TNF induction of jagged-1 expression depends on NFκB activity. (A) EC-coated beads were established in fibrin gels and treated with TNF (10 ng/mL) or TNF + NFκB inhibitor (100 nM). Sprouts were counted and data are presented as means plus SD; *P < .005 relative to control, by Student t test. One of 3 similar experiments. (B) ECs were transfected with GFP- or DN-IKKβ expression plasmids and cultured with or without TNF (10 ng/mL). RNA was harvested at 12 hours and gene expression examined by qRT-PCR. Means and SD are shown. *P < .001 relative to control, by Student t test. One of 2 similar experiments. (C) ECs were transfected with GFP- or DN-IKKβ expression plasmids and cultured with TNF (10 ng/mL) for the indicated times. RNA was harvested and gene expression examined by qRT-PCR. One of 2 similar experiments. (D) ECs were transfected with GFP- or CA-IKKβ expression plasmids and cultured for the indicated times. RNA was harvested and gene expression examined by qRT-PCR. One of 2 similar experiments. (E) ECs were cultured in the presence or absence of the p38 inhibitor SB203580 and/or TNF (10 ng/mL) for 18 hours and jagged-1 expression was assayed by qRT-PCR. Means and SD are shown. *P < .01 by Student t test.
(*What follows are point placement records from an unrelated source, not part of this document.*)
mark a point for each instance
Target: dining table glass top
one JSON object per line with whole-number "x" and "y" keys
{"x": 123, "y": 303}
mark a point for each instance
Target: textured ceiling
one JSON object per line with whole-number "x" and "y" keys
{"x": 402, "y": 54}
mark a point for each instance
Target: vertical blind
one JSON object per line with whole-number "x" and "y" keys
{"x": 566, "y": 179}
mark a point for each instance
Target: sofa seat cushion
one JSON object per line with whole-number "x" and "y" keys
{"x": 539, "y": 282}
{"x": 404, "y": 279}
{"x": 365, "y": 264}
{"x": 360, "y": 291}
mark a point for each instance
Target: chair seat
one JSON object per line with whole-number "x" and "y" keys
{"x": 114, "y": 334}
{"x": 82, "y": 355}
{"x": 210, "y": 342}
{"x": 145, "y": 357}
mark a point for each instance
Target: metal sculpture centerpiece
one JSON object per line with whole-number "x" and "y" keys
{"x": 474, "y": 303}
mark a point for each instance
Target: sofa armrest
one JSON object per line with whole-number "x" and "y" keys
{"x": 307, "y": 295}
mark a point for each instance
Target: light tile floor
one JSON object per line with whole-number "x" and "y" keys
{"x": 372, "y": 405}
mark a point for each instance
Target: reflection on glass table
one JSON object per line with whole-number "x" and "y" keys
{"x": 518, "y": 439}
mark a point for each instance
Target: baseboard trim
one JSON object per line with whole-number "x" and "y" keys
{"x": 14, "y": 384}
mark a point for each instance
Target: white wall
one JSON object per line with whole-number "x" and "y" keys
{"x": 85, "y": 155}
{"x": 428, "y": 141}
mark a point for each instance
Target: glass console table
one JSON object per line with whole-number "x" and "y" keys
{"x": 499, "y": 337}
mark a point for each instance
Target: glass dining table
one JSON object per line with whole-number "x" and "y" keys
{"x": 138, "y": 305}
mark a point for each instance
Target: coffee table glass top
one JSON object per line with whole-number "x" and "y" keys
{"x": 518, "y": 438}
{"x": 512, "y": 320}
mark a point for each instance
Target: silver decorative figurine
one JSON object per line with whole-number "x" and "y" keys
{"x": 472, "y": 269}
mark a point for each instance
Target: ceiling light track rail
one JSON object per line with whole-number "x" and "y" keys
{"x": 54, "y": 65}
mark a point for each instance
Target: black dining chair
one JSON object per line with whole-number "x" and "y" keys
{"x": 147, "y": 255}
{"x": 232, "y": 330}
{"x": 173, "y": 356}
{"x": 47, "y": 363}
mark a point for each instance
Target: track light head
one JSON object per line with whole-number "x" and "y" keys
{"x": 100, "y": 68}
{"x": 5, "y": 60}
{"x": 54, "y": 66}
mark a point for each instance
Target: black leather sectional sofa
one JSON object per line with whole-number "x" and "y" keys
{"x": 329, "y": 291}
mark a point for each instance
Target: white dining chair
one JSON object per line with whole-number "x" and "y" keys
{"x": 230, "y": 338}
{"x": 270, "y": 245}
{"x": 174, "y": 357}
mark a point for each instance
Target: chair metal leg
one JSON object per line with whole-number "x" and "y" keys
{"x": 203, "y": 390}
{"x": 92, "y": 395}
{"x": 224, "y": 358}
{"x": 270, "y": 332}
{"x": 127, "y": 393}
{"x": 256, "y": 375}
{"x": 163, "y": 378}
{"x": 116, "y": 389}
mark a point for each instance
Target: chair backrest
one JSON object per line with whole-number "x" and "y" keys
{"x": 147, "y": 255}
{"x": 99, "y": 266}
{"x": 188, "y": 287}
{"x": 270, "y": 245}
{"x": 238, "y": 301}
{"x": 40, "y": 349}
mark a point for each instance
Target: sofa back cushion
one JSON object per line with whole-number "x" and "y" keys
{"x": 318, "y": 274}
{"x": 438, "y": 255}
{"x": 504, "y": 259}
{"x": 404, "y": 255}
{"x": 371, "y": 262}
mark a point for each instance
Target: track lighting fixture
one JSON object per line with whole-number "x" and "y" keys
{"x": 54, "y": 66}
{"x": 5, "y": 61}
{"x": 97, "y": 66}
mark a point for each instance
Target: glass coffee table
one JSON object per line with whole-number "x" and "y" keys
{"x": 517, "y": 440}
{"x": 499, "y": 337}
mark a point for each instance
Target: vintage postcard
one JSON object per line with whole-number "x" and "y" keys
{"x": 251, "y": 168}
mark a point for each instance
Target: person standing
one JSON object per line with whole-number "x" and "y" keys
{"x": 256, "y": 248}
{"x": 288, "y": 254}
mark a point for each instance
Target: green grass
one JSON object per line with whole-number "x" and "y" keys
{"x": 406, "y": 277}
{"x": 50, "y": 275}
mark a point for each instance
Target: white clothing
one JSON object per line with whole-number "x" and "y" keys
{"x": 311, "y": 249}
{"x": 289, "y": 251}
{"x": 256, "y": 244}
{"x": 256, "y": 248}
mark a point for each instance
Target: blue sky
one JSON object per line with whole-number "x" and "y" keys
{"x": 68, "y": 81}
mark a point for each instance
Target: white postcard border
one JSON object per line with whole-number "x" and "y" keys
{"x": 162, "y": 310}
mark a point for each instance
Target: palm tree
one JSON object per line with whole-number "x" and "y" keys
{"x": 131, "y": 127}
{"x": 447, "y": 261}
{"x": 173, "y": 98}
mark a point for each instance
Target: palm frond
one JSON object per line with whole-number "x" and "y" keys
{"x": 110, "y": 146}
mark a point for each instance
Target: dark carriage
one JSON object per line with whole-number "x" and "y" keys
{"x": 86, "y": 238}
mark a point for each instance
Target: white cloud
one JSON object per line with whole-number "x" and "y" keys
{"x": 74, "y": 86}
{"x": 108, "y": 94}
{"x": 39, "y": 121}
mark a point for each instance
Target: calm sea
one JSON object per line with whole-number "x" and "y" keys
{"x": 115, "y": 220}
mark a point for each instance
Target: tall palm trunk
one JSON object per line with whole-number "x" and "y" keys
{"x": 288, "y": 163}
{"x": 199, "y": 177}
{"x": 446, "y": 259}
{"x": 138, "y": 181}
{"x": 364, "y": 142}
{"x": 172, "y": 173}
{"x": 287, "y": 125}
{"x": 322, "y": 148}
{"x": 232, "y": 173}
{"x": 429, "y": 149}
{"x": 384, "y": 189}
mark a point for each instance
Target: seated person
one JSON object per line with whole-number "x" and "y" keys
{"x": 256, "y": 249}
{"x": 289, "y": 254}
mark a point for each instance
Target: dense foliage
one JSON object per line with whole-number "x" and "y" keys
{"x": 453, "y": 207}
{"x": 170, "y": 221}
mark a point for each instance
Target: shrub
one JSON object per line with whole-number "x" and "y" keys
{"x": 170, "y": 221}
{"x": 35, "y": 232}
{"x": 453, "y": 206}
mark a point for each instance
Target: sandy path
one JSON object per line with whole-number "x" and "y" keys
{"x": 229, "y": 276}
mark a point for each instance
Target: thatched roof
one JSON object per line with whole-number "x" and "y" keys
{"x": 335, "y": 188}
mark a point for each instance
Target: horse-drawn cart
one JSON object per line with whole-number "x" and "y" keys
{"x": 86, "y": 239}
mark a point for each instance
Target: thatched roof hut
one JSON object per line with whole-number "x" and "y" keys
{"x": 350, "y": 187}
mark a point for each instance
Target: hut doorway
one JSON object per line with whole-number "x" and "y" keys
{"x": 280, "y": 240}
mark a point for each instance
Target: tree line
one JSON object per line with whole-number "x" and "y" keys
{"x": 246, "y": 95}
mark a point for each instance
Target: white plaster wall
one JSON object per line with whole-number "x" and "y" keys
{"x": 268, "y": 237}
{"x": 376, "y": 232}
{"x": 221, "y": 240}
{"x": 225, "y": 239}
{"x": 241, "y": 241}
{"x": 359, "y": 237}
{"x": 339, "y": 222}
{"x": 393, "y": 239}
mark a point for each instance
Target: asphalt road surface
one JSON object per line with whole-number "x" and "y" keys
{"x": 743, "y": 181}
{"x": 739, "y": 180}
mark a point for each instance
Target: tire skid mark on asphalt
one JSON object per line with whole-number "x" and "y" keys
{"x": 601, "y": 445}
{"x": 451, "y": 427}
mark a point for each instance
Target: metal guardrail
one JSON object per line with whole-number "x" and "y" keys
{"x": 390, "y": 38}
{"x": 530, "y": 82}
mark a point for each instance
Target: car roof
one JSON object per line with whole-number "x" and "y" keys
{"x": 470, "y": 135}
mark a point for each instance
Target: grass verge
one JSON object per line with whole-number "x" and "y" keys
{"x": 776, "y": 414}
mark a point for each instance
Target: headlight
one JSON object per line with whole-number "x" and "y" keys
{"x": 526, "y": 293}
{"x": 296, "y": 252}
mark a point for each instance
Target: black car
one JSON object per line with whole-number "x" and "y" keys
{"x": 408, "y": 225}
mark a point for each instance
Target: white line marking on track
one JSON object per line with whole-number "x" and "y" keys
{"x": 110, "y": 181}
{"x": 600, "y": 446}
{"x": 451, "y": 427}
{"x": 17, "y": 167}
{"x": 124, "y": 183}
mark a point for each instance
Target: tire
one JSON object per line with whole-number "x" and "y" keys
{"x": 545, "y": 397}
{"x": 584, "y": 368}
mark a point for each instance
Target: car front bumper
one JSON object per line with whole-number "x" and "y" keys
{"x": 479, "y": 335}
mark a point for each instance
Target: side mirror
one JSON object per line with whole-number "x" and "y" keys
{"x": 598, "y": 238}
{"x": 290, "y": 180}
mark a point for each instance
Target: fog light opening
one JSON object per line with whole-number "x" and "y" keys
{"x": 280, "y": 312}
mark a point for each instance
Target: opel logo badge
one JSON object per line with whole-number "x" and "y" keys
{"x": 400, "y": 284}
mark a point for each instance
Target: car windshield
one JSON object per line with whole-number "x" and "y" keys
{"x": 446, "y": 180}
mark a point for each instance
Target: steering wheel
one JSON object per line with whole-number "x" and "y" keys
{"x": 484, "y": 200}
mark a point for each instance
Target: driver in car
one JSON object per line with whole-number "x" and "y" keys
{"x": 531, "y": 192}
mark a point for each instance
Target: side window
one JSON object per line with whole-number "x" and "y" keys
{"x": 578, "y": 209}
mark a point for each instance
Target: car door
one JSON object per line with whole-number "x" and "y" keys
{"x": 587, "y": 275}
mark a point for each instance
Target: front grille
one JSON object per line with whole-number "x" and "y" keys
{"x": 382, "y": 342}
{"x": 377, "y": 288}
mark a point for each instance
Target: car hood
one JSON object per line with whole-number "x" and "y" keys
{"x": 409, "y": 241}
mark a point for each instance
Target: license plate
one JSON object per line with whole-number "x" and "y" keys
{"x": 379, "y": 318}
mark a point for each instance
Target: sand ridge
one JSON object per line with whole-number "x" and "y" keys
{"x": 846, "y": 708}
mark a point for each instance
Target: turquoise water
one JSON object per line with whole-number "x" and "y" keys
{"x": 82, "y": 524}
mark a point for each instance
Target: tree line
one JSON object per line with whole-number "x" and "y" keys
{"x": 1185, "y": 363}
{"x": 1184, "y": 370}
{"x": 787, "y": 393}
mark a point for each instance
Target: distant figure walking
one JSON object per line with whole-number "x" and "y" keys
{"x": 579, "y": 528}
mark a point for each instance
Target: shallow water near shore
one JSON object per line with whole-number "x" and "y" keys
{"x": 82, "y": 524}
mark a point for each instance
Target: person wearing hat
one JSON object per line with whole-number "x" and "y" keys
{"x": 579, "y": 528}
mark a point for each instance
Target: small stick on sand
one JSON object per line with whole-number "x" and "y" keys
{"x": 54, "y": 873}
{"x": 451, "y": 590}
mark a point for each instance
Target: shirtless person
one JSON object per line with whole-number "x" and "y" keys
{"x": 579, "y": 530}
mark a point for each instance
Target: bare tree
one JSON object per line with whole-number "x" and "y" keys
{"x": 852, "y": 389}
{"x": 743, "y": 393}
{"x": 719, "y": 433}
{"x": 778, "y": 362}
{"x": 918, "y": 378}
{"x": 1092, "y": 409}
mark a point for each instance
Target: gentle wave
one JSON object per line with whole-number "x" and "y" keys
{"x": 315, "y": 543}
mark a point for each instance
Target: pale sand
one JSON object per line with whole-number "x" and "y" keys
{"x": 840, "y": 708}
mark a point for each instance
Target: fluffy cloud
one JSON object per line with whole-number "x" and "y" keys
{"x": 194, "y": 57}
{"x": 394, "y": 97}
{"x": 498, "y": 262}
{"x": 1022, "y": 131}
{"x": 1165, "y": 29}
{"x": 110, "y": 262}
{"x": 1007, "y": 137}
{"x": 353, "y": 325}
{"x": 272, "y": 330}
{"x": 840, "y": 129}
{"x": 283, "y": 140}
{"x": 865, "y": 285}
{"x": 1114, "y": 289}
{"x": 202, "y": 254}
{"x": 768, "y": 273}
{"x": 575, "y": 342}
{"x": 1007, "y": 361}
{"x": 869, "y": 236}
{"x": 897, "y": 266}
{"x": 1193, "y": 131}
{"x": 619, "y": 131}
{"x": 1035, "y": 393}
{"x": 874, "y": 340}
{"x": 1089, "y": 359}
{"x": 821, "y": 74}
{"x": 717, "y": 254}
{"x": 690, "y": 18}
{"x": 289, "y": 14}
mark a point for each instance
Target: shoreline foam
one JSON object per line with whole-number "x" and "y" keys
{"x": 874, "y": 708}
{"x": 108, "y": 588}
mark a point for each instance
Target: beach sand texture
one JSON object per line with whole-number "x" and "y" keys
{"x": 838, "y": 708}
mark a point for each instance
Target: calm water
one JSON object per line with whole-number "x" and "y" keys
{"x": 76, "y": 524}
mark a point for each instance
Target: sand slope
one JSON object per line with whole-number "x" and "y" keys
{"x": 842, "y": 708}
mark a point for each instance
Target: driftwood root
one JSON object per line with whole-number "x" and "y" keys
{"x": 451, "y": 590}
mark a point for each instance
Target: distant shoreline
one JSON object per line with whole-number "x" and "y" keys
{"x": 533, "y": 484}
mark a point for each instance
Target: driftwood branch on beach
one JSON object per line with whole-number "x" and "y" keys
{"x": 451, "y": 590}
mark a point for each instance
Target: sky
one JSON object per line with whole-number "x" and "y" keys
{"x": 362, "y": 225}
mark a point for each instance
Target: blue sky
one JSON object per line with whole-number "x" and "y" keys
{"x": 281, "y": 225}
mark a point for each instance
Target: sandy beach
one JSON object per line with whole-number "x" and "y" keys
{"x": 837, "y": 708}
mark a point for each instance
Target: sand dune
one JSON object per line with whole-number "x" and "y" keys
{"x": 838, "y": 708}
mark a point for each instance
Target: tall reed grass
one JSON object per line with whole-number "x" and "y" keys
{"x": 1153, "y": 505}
One of 3 similar experiments. (F) ECs were cultured in the presence or absence of the p38 inhibitor SB203580 and jagged-1 expression was assayed by qRT-PCR at various times after the addition of TNF (10 ng/mL). Means and SD are shown. *P < .02 by Student t test. One of 3 similar experiments.

Figure 6

Activation of the NFκB pathway induces a notch signal in neighboring cells. ECs were transfected with an expression plasmid for CA-IKKβ, and induction of jagged was confirmed by FACS (data not shown). Cells were then cocultured with ECs transfected with the notch reporter plasmid RBP-Luc, in the presence or absence of the notch signaling inhibitor DAPT (gamma-secretase inhibitor). Cells were harvested at 18 hours for assay of luciferase activity. Mean and SD is shown. *P < .01 by Student t test. One of 2 similar experiments.

Figure 7

Summary. In the early stages of inflammation, the lesion is macrophage-rich and high levels of TNF are expressed. TNF induces proangiogenic, tip cell genes, including VEGFR2, PDGFB, and jagged-1. TNF also blocks VEGFR2 signaling, likely through induction of SHP-1. The ECs are thus primed for sprouting. Once the inflammatory response subsides, inhibition of VEGFR2 signaling is relieved, and VEGF-driven sprouting angiogenesis begins.